En conséquence, Madame [I] [J] sera condamnée à verser à IMMOBILIERE 3F à compter du 15 mai 2024 une indemnité d’occupation mensuelle égale au montant du loyer mensuel augmenté des charges, soit 408,15 euros. Le montant du dépôt de garantie de 264,55 euros et les sommes versées après la résiliation du bail seront décomptés.
Toutefois, le versement de l’indemnité d’occupation est suspendu au règlement dans les 36 mois de la dette locative de Madame [I] [J] dans les conditions du point VII de l’article 24 de la loi n°89-462 du 6 juillet 1989 et détaillées dans le paragraphe ci-dessus.
Des frais irrépétibles à hauteur de 200 euros seront dus par Madame [I] [J] sur le fondement de l’article 700 du code de procédure civile.
PAR CES MOTIFS
Le juge des contentieux de la protection statuant en référé par ordonnance contradictoire en premier ressort et mis à disposition au greffe,
CONDAMNE Madame [I] [J] à verser à IMMOBILIERE 3F la somme de 4.260,07 euros au titre des loyers et des charges impayées dans un délai maximum de 36 mois à compter de la signification de la présente décision. Le paiement se fera sous la forme de 35 échéances de 100 euros et d’une dernière échéance de 760,07 euros. En cas d’absence de paiement d’une échéance, la totalité de la dette deviendrait immédiatement exigible à la suite d’une mise en demeure.
CONSTATE la résiliation conventionnelle du bail d’habitation conclu le 23 mai 2003 entre IMMOBILIERE 3F et Madame [I] [J] à compter du 15 mai 2024.
Toutefois, un délai pour apurer sa dette étant accordé à Madame [I] [J], les effets de la résiliation de son bail d’habitation seront suspendus pendant cette période, suspension qui prendrait fin « dès le premier impayé ou dès lors que le locataire ne se libère pas de sa dette locative dans le délai et selon les modalités fixés par le juge » en l’occurrence dans le délai de 36 mois.

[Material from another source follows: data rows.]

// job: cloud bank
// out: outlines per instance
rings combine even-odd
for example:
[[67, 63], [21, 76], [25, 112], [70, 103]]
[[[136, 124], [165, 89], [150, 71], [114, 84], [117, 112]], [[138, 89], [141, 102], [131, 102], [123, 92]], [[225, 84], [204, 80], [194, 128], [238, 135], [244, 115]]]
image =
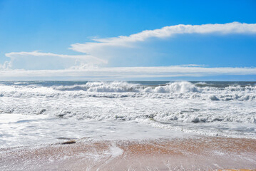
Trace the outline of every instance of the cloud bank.
[[[256, 34], [256, 24], [233, 22], [223, 24], [179, 24], [160, 29], [145, 30], [128, 36], [95, 38], [93, 42], [71, 44], [69, 48], [82, 53], [80, 55], [56, 54], [39, 51], [11, 52], [5, 54], [10, 58], [10, 61], [0, 64], [0, 80], [19, 78], [118, 80], [256, 75], [256, 68], [209, 68], [197, 64], [167, 67], [113, 67], [109, 64], [108, 60], [111, 57], [114, 59], [123, 59], [130, 56], [131, 53], [126, 54], [127, 51], [123, 51], [124, 48], [136, 48], [138, 43], [145, 42], [151, 38], [161, 39], [177, 34], [192, 33]], [[128, 60], [129, 59], [126, 58]]]
[[191, 66], [166, 67], [108, 67], [88, 68], [86, 69], [65, 70], [3, 70], [0, 71], [1, 79], [16, 78], [51, 78], [86, 80], [131, 80], [137, 78], [201, 77], [213, 76], [256, 76], [256, 68], [205, 68]]
[[163, 27], [160, 29], [145, 30], [142, 32], [131, 34], [128, 36], [121, 36], [118, 37], [107, 38], [96, 38], [95, 42], [86, 43], [71, 44], [70, 49], [75, 51], [86, 53], [88, 54], [94, 50], [103, 46], [125, 46], [133, 47], [133, 44], [137, 42], [145, 41], [150, 38], [164, 38], [175, 34], [185, 33], [256, 33], [256, 24], [242, 24], [232, 22], [228, 24], [208, 24], [203, 25], [184, 25], [179, 24]]

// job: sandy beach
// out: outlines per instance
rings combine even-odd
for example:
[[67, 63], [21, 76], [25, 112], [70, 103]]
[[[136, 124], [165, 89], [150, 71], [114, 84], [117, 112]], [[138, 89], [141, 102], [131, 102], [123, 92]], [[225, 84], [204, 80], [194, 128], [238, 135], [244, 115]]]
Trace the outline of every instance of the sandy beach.
[[2, 148], [0, 170], [255, 170], [255, 144], [253, 139], [205, 136], [133, 141], [86, 140]]

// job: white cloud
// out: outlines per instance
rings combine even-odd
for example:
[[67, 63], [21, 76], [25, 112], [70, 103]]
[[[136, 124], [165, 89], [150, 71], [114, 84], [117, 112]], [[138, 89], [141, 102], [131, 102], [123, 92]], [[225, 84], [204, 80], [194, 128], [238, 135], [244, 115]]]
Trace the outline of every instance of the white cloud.
[[27, 70], [64, 69], [80, 63], [86, 66], [106, 64], [108, 61], [90, 55], [63, 55], [53, 53], [11, 52], [5, 54], [11, 58], [13, 68]]
[[165, 26], [160, 29], [145, 30], [128, 36], [107, 38], [95, 38], [94, 42], [72, 44], [70, 49], [75, 51], [91, 54], [93, 51], [104, 46], [131, 47], [136, 42], [143, 42], [150, 38], [168, 38], [175, 34], [184, 33], [256, 33], [256, 24], [242, 24], [238, 22], [228, 24], [215, 24], [202, 25], [184, 25]]
[[190, 66], [87, 68], [65, 70], [2, 70], [0, 80], [5, 79], [70, 79], [128, 80], [145, 78], [200, 77], [214, 76], [256, 75], [256, 68], [205, 68]]
[[8, 70], [11, 67], [11, 61], [5, 61], [3, 64], [0, 63], [0, 70]]
[[63, 54], [56, 54], [53, 53], [43, 53], [39, 51], [35, 51], [32, 52], [11, 52], [5, 54], [6, 56], [10, 58], [19, 58], [23, 56], [51, 56], [51, 57], [59, 57], [63, 58], [73, 58], [73, 59], [81, 59], [86, 61], [88, 63], [106, 63], [106, 60], [103, 60], [92, 56], [89, 55], [63, 55]]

Dès que Mme [I] [J] se sera libérée de sa dette locative tout en continuant à régler ses échéances, la clause de résiliation de plein droit sera réputée ne pas avoir joué. Dans le cas contraire, elle reprendra son plein effet.
ORDONNE l’expulsion de Madame [I] [J] et de tous occupants de leur chef du logement conformément aux dispositions du 1er alinéa de l’article L412-1 du code des procédures civiles d’exécution. Cette expulsion se fera le cas échéant avec le concours de la force publique sur demande du commissaire de justice instrumentaire. Le sort des meubles sera réglé conformément aux dispositions des articles L433-1, L433-2 et R433-1 du code des procédures civiles d’exécution.

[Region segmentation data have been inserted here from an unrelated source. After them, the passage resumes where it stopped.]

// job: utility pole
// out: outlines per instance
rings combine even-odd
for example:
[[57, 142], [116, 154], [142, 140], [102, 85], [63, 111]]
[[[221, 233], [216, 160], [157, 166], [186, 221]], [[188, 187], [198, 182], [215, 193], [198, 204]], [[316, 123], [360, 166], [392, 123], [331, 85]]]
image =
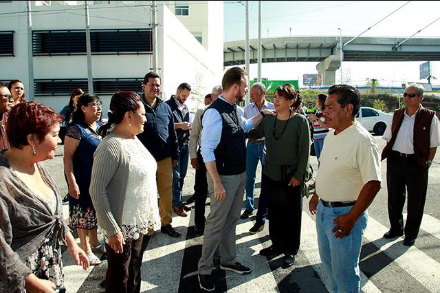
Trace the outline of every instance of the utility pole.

Cette expulsion est toutefois suspendue au paiement par Madame [I] [J] de sa dette dans les conditions exposées ci-dessus.
CONDAMNE Madame [I] [J] à verser à IMMOBILIERE 3F à compter de la résiliation du bail du 15 mai 2024 jusqu’à libération des lieux une indemnité d’occupation mensuelle égale au montant du loyer mensuel augmenté des charges.
Cette mesure est toutefois suspendue au paiement par Madame [I] [J] de sa dette dans les conditions exposées ci-dessus.
CONDAMNE Madame [I] [J] au paiement d’une somme de 200 euros sur le fondement de l’article 700 du code de procédure civile.
N° RG 25/00146 – N° Portalis DB22-W-B7J-TDGC. Ordonnance de référé du 24 Novembre 2025.
CONDAMNE Madame [I] [J] aux dépens de la présente instance conformément aux articles 695 et 696 du code de procédure civile.
Ainsi jugé et prononcé par la mise à disposition au greffe les jour, mois et an susdits, conformément aux articles 450 et suivants du code de procédure civile.